Les 35 heures ? Un débat dépassé au regard des résultats de l’enquête internationale que vient de publier Regus, premier fournisseur mondial d’espaces de travail flexibles.
En France, 56% des salariés travailleraient en effet plus de 9 heures par jour (contre 48% en moyenne pour les autres pays), dont 14% plus de 11 heures. Ils seraient également 83% à emporter occasionnellement du travail à leur domicile pour le terminer le soir...
Un allongement des journées de travail qui impacterait plus particulièrement les salariés des petites entreprises. 60% d’entre eux déclarent travailler quotidiennement plus de 9 heures, alors que les salariés des grandes entreprises sont 48% à le faire.

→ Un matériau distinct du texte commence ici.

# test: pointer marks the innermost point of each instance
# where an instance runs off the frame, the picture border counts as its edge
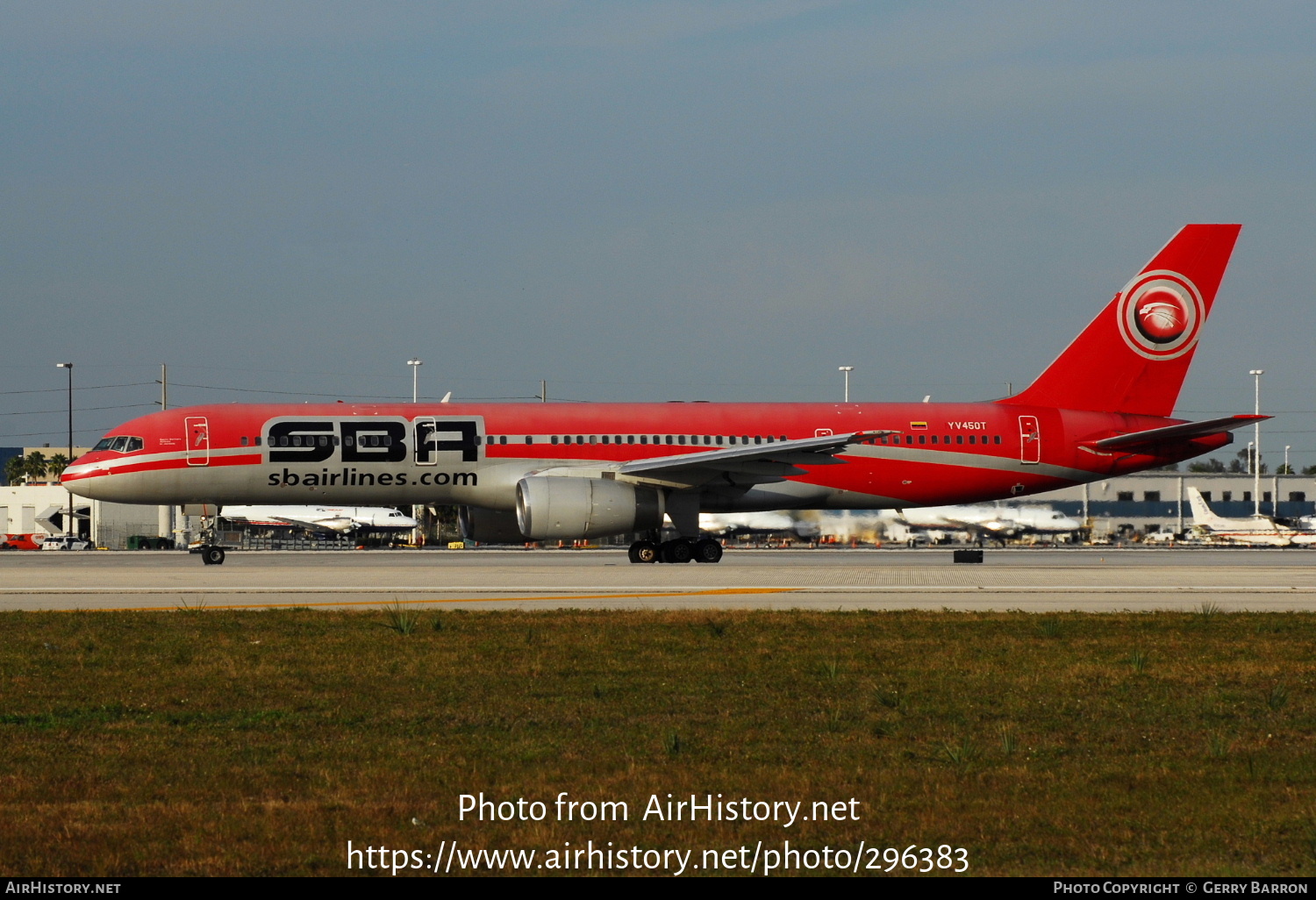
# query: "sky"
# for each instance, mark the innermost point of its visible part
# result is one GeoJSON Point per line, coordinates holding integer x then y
{"type": "Point", "coordinates": [637, 200]}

Les hommes sont également en première ligne, puisque 64% rapportent passer plus de 9 heures par jour au bureau, contre 39% de femmes.
Un risque réel de surmenage
Et lorsqu’ils quittent leur entreprise, c’est souvent pour poursuivent leur journée de travail à la maison. Ce serait le cas pour 46% des actifs, qui se disent contraints à emporter du travail à leur domicile plus de trois fois par semaine pour parvenir à le terminer, mais aussi pour 51% des hommes et 52% des salariés des petites entreprises (contre 23 % pour les collaborateurs des grandes).
Des résultats jugés inquiétants. « La surconsommation de travail à long terme pourrait avoir des conséquences négatives à la fois sur la santé des actifs et sur la productivité dans son ensemble dans la mesure où des employés surmenés courent le risque de devenir insatisfaits et de souffrir d’un véritable déséquilibre entre la sphère privée et la sphère professionnelle », estime Frédéric Bleuse, directeur général France de Regus.